Try not to stress about the exam

“Most of my foreign students who fail their exams seem to be taken over by stress,” says Kremmling.

One way to avoid this is prioritisation, according to Camero.

“It can be overwhelming and stressful to remember everything at once. So, I prioritised based on what I saw on online tests and what my driving instructor said would be important. That helped a lot,” she said.

Another way is to imagine driving with your instructor.

“For your practical test, it can be nerve-wracking for foreign students to be driving with someone they are meeting for the first time. I always suggest that they imagine that they are driving with their driving instructor, with whom they have established a comfort level,” Cicek says.

Use online resources to prepare

Several sites offer practice theory tests. These include Teoriklar, Sikkertrafik and Bedrebilist.

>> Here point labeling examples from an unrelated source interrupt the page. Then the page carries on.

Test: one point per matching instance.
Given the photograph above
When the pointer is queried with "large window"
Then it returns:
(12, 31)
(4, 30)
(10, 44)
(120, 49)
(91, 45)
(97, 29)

“It is worth investing in as it helped me pass my theory after having been unsuccessful without these online tests two previous times,” says Pandya.

Know that the practical test evaluators are on your side

At the end of it all, both Kremmling and Cicek emphasise that students need not fear test evaluators but consider them as allies in their process.

“They are nice and there to help”, says Cicek.

Kremmling echoes the same sentiment: “the evaluators are experienced and understand how stressful this can be, particularly for a foreign student.”